Cette mutation entraîne plusieurs conséquences. En effet, ce qui n’était que transmission étant désormais d’abord enregistrement, il est possible de le conserver puisqu’il est disponible, sous la main. D’où une massification considérable des contenus dont la question de la conservation se pose : d’une part, le périmètre de ce qui est à conserver s’étend (par exemple la téléphonie sous IP implique que toute conversation est d’abord un enregistrement contrairement la téléphonie classique) , d’autre part pour chaque type de contenu à conserver la masse de contenus concernés s’élargit (quasiment toute la téléphonie a basculé sur IP).

Cela concerne aussi les contenus habituels soumis aux pratiques conservatoires institutionnalisées, comme dépôt légal : les contenus radiodiffusés n’ont jamais été aussi nombreux qu’aujourd’hui. Cette avalanche de nouveaux contenus appelle un déploiement inédit de moyen de captation et de conservation. La réponse qui s’imposa fut naturellement le numérique dans la mesure où il permet l’automatisation et le passage à l’échelle : les contenus évoqués ici étant par définition émis de manière numérique, il est possible d’automatiser leur collecte, documentation et conservation. Le numérique appelle le numérique.

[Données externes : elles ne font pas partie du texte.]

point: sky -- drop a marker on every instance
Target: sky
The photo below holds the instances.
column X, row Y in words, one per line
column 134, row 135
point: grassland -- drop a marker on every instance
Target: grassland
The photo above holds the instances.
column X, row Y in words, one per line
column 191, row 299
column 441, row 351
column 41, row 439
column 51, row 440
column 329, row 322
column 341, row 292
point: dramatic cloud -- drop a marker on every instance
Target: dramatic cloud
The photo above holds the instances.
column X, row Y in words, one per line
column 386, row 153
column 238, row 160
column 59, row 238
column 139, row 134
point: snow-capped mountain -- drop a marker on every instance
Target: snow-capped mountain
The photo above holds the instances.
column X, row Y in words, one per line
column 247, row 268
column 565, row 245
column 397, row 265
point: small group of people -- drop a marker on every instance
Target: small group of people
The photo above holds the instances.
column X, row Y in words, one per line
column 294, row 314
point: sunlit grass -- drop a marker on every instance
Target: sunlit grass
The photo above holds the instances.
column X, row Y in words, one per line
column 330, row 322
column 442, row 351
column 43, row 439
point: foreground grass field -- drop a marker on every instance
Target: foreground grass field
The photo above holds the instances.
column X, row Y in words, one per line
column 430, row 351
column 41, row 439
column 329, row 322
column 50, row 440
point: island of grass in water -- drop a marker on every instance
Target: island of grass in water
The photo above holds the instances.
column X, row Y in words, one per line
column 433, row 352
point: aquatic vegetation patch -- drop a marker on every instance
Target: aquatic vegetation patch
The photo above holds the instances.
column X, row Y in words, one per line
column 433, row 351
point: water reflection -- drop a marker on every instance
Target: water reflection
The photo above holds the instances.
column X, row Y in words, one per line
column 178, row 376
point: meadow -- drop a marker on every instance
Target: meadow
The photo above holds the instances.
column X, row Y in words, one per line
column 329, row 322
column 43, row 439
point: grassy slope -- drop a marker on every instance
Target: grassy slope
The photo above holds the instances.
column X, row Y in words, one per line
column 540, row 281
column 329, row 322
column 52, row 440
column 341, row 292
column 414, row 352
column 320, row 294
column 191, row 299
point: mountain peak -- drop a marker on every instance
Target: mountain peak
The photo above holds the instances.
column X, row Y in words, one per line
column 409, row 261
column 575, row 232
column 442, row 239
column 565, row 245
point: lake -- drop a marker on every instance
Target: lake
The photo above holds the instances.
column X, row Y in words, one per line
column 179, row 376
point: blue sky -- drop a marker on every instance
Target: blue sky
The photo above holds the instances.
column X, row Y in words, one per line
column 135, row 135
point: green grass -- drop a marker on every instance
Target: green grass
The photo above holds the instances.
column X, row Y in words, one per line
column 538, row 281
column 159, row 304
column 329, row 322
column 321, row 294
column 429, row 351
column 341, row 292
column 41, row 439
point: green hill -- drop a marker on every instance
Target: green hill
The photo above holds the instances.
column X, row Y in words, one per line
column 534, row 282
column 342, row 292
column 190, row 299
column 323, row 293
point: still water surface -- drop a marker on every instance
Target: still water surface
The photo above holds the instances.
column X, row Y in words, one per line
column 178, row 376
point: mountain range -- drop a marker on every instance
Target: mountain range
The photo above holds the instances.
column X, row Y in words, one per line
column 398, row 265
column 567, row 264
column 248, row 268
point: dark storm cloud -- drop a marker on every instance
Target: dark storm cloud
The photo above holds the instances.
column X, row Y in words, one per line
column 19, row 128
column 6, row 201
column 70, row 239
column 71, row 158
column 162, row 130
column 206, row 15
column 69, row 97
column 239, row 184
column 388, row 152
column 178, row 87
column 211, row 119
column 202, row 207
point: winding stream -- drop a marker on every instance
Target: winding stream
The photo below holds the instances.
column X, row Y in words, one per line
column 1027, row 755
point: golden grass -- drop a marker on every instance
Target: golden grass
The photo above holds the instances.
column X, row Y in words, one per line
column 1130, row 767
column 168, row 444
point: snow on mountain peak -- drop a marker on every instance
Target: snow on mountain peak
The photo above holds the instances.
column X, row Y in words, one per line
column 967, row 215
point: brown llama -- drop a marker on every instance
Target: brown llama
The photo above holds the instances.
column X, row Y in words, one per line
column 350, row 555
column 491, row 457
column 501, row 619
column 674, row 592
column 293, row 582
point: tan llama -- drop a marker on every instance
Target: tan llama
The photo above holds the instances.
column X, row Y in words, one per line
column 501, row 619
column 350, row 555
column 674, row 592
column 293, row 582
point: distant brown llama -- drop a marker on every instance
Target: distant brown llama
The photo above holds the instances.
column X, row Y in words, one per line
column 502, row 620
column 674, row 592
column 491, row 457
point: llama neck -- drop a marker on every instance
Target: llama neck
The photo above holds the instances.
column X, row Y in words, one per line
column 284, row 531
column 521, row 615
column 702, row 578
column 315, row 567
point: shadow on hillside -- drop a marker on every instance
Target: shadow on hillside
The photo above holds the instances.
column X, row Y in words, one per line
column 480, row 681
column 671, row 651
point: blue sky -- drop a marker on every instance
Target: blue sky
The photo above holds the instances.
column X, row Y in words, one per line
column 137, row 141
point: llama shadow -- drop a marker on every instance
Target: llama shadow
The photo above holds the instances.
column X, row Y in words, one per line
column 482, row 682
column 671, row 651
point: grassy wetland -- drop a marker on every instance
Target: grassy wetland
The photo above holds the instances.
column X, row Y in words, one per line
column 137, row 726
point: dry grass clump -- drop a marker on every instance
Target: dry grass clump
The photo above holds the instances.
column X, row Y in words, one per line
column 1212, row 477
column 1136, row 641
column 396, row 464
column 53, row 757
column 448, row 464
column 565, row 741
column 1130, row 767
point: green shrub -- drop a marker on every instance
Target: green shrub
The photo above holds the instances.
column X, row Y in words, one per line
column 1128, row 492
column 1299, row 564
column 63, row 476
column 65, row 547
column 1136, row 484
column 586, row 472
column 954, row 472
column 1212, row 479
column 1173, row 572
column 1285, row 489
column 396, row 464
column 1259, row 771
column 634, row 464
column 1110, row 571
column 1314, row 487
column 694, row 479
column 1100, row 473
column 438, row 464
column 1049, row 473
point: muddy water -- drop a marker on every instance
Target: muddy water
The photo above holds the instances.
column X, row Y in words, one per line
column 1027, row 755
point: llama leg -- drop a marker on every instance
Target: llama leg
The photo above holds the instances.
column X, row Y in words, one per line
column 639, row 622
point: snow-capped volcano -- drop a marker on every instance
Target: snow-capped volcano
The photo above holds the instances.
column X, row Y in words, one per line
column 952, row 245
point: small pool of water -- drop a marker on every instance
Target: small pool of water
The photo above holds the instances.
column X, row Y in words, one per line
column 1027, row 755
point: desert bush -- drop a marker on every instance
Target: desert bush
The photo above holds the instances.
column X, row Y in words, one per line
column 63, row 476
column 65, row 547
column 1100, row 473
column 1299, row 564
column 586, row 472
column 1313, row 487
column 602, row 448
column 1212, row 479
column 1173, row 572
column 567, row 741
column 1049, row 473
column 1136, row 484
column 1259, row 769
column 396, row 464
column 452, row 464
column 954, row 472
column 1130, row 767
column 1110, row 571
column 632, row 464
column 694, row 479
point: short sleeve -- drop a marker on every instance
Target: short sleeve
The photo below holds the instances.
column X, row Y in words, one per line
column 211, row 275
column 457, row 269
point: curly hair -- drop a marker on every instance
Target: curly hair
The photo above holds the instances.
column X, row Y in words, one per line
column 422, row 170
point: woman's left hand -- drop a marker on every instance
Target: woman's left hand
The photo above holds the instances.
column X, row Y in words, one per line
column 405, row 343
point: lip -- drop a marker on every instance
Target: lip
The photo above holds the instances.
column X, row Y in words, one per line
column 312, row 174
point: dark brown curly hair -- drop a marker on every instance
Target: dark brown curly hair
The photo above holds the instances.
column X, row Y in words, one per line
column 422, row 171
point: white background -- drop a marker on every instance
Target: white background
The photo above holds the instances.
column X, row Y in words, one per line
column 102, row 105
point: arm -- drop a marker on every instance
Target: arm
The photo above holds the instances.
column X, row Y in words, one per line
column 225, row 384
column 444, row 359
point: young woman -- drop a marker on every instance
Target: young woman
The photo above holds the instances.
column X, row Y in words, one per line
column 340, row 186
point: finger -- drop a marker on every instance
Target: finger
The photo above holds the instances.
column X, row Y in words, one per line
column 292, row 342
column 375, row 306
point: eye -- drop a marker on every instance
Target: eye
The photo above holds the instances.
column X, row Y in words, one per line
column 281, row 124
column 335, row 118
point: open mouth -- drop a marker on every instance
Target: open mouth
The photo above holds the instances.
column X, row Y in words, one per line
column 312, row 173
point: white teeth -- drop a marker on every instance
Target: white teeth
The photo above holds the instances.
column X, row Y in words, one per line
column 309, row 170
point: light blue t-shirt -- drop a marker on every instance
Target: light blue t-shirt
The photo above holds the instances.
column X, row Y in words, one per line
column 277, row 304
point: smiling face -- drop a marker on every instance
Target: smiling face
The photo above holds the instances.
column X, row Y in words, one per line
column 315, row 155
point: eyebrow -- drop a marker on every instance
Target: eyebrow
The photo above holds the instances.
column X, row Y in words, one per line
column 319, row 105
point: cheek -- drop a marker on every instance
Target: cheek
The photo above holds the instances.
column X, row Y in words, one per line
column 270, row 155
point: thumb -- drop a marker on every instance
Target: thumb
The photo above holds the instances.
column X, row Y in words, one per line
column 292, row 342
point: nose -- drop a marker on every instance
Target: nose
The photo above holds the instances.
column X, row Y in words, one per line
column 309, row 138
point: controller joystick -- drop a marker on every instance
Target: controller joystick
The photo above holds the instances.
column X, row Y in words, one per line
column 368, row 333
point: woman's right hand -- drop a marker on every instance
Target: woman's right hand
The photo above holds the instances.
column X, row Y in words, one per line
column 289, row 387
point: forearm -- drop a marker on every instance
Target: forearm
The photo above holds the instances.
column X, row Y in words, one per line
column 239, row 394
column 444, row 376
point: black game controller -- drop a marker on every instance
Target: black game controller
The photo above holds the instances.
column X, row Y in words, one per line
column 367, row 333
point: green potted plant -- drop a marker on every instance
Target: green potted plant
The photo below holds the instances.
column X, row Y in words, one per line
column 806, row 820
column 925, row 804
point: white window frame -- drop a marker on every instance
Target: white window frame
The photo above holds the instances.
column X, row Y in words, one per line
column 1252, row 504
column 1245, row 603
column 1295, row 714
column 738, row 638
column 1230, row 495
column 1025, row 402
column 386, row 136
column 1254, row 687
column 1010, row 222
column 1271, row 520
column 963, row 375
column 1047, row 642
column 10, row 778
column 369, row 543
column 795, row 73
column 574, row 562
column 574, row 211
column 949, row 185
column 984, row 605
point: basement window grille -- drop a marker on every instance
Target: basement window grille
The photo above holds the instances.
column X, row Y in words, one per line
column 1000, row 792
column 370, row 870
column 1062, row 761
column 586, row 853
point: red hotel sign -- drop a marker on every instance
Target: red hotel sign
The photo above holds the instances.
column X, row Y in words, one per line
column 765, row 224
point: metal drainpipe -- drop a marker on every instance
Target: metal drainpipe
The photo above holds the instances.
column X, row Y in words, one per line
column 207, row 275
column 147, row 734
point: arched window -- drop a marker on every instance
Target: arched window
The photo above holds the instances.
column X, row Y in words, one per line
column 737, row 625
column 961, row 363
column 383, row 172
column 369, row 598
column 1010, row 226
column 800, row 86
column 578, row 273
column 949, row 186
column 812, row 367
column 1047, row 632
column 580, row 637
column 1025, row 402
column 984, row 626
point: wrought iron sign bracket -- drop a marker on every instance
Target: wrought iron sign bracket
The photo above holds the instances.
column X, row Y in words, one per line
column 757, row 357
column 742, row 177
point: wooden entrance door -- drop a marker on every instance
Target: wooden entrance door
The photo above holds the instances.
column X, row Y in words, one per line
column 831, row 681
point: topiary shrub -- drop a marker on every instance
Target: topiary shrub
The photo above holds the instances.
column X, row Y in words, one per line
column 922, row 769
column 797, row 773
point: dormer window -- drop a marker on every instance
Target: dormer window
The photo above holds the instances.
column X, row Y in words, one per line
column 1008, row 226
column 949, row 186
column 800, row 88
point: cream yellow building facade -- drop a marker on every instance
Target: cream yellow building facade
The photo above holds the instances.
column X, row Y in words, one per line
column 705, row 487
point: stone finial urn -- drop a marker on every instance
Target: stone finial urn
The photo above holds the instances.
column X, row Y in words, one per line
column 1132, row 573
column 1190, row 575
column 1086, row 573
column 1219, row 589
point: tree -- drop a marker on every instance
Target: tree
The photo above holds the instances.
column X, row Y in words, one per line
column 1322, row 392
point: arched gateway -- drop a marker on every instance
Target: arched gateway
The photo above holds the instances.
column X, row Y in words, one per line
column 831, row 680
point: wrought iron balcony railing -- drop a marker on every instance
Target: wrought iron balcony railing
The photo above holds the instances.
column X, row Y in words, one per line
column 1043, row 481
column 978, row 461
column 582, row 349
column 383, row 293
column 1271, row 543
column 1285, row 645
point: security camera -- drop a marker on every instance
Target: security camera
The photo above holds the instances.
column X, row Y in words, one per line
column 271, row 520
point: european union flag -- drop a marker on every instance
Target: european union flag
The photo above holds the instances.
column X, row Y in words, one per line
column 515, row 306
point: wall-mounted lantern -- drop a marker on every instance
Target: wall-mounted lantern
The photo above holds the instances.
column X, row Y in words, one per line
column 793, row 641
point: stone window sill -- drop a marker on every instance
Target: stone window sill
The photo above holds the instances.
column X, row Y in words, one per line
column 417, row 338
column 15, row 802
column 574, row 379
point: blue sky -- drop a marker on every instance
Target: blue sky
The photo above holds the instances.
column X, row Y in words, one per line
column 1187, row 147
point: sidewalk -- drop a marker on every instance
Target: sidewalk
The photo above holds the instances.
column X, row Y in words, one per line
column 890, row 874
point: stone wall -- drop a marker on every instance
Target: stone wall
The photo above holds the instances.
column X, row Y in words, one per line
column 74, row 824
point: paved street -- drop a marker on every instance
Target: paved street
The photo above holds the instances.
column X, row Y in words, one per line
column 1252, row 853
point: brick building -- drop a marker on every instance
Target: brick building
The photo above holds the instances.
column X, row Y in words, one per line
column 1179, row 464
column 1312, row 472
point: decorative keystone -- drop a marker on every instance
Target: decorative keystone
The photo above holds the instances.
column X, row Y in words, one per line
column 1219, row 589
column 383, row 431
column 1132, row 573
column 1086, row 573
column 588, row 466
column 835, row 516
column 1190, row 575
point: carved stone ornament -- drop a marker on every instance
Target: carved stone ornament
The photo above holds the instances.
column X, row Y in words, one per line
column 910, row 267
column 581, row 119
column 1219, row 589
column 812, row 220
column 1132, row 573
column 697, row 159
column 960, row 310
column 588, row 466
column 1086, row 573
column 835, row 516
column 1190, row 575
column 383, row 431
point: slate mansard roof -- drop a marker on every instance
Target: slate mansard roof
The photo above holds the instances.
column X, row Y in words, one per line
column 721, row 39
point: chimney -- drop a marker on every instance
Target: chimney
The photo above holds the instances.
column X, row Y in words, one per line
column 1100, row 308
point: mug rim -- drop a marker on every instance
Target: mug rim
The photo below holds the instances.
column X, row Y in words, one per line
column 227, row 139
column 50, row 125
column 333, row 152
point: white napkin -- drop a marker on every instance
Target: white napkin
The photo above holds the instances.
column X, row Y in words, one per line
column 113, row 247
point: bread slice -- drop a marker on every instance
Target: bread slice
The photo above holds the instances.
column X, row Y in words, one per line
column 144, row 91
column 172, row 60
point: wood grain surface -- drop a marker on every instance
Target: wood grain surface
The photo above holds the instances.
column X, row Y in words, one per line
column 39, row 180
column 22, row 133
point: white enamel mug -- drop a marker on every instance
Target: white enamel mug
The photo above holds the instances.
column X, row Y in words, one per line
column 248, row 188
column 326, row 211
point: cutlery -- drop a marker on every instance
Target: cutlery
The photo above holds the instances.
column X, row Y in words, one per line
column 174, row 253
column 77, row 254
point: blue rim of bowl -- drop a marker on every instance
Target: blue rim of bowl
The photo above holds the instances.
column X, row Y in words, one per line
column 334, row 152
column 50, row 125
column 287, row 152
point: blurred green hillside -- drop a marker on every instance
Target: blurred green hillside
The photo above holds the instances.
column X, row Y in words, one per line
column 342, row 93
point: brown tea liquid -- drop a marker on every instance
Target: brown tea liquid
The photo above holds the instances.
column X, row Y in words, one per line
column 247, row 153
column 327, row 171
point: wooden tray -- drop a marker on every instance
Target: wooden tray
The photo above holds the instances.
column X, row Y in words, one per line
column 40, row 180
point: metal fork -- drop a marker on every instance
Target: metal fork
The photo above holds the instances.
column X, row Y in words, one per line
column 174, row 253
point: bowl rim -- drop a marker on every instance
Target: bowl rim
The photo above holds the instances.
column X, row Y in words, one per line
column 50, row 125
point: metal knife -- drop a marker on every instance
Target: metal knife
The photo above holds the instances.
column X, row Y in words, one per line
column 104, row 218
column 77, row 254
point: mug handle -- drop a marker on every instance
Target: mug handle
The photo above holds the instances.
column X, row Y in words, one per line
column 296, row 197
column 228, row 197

Mais cette inflation n’est pas sans déséquilibrer les modèles de la mémoire que nous avons évoqués. Car la conservation devient simplement stockage en se dé-corrélant des pratiques de lecture et de consultation : les contenus sont trop massifs pour être consultés, et le seront probablement jamais. Or, si la tension entre conservation et consultation, entre stockage et usage est inhérente à toute pratique patrimoniale s’intéressant à des objets matérialisés, elle est ici rompue, faisant fi des équilibres traditionnels trouvés pour la résoudre. Traditionnellement en effet, les institutions se répartissent la charge de la conservation et la consultation : par exemple les bibliothèques conservent les ouvrages, les universités entretiennent la pratique de la lecture. Au sein même des bibliothèques, les services de lecture sont essentiels au fonctionnement. L’équilibre traditionnel repose donc sur le couplage entre les deux modèles que nous avons présentés, entre la conservation et l’utilisation.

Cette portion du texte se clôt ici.